Civil Society, Gender, Headlines, Human Rights, Latin America & the Caribbean

MEXICO: Deadly Cocktail of Sexual Violence and Impunity

Emilio Godoy

Graffiti in Mexico City: No More Femicides Credit: Dennis Bocquet/CC BY 2.0

Graffiti in Mexico City: No More Femicides Credit: Dennis Bocquet/CC BY 2.0

MEXICO CITY, Nov 23 2011 (IPS) - Sexual violence against women in Mexico is on the rise, alongside the escalation of violence between police and soldiers and the drug cartels, women’s rights activists warn.

Graffiti in Mexico City: No More Femicides Credit: Dennis Bocquet/CC BY 2.0

Graffiti in Mexico City: No More Femicides Credit: Dennis Bocquet/CC BY 2.0

“We have seen an increase in sexual harassment, groping, gang rape, and rapes of girls,” Imelda Marrufo, founding director of the Red Mesa de Mujeres, a network of women’s groups in Ciudad Juárez, on the U.S. border, told IPS.

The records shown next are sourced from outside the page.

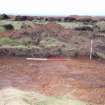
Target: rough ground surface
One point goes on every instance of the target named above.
(80, 78)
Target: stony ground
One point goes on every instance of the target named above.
(80, 78)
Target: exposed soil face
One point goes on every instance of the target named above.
(80, 78)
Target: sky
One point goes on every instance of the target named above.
(53, 7)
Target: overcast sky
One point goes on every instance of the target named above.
(53, 7)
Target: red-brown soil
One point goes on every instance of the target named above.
(80, 78)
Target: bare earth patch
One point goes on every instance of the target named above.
(79, 79)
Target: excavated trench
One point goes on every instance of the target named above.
(81, 78)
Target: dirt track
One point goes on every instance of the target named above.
(79, 78)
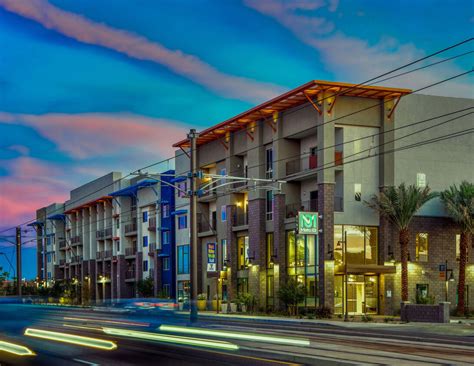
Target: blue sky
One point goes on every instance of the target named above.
(88, 86)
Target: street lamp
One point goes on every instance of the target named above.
(446, 279)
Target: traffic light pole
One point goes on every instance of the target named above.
(18, 260)
(193, 225)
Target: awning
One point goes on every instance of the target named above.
(133, 189)
(367, 269)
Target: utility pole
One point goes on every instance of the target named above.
(18, 260)
(193, 225)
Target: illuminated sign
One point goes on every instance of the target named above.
(307, 223)
(211, 257)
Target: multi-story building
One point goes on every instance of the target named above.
(109, 235)
(336, 145)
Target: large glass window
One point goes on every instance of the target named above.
(270, 250)
(302, 263)
(243, 252)
(183, 259)
(421, 241)
(362, 244)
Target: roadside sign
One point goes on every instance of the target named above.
(211, 257)
(307, 223)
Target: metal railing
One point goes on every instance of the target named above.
(292, 209)
(130, 228)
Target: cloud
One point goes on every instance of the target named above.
(353, 59)
(89, 135)
(31, 184)
(135, 46)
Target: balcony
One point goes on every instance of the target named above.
(292, 209)
(152, 223)
(131, 229)
(130, 251)
(308, 163)
(76, 240)
(100, 234)
(130, 274)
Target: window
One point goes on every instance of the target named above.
(362, 244)
(243, 252)
(182, 189)
(166, 211)
(422, 247)
(270, 250)
(223, 213)
(182, 222)
(357, 191)
(269, 162)
(183, 259)
(166, 263)
(269, 205)
(166, 237)
(224, 251)
(421, 293)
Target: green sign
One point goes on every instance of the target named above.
(307, 223)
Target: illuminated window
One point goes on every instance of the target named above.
(422, 247)
(243, 252)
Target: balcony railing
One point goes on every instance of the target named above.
(130, 228)
(130, 274)
(152, 223)
(130, 251)
(308, 163)
(292, 209)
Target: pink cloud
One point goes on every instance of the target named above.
(87, 31)
(91, 134)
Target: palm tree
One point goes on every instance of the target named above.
(399, 205)
(459, 202)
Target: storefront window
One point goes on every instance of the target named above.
(302, 263)
(422, 247)
(362, 244)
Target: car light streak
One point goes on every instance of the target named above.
(15, 349)
(118, 322)
(71, 338)
(171, 339)
(235, 335)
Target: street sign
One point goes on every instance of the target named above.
(211, 257)
(307, 223)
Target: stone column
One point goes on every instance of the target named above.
(279, 243)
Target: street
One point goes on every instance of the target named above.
(146, 337)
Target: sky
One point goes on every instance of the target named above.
(88, 87)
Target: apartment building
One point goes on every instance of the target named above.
(335, 145)
(110, 234)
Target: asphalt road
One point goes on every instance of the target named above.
(327, 345)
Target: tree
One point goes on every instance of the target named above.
(459, 203)
(292, 293)
(145, 288)
(399, 205)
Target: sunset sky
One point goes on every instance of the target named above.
(87, 87)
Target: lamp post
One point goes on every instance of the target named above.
(446, 279)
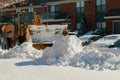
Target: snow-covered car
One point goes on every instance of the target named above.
(87, 39)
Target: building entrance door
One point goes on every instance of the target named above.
(116, 27)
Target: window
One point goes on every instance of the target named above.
(79, 14)
(54, 8)
(100, 12)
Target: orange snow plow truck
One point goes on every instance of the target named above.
(27, 26)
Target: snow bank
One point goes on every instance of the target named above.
(45, 33)
(25, 50)
(64, 48)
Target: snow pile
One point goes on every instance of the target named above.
(25, 50)
(64, 48)
(96, 60)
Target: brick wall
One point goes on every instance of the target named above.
(90, 13)
(111, 4)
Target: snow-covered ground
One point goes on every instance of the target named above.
(67, 59)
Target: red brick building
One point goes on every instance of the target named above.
(103, 14)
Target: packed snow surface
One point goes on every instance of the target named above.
(67, 50)
(46, 33)
(25, 50)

The National Citizens’ Observatory for Femicide (OCNF), which groups 43 human rights and women’s organisations, documented around 7,000 cases of rape in 10 of Mexico’s 32 states in 2010. However, the real total is assumed to be much higher as rape is considered one of the most underreported crimes.

The average age of the victims was 26, the report adds.

In cities with high crime rates like Ciudad Juárez, invaded by drug cartels, the police and army troops, groups of men frequently seize girls and women from the streets, rape them, and release them – or toss their bodies in the desert or garbage dumps.

“It is a very serious situation,” said María Estrada, head of the OCNF and of the gender violence and human rights programme of Catholics for the Right to Decide. “The cases aren’t investigated, and impunity rules. The organisations have asked us to document the cases,” she told IPS.


One high-profile case of sexual violence against women occurred in the town of San Salvador Atenco, 45 km east of the Mexican capital, during a clash between local residents and police in May 2006.

During a violent operation to evict street vendors from an unauthorised area of the town, 47 women were arrested, and at least 26 of them were beaten, raped and tortured sexually.

No officer responsible for the abuse has been held accountable.

Because the women have failed to find justice in Mexico, 11 of the victims turned to the Inter-American Commission on Human Rights (IACHR), which accepted the case.

The police repression in San Salvador Atenco “has become a pattern; it has been repeated in other places,” Edith Rosales, 53, one of the petitioners in the case, told IPS. “Women are used, they are forced to participate in the drug trade and are used sexually. Their normal lives are stripped away from them.”

“Violence against women is rooted in society,” Isabel Valriveras, a representative of the General Council of Spanish Lawyers (CGAE), told IPS. “Women can be tortured, raped and killed; they are considered the lowest of the low in society, and are thrown out like scraps.”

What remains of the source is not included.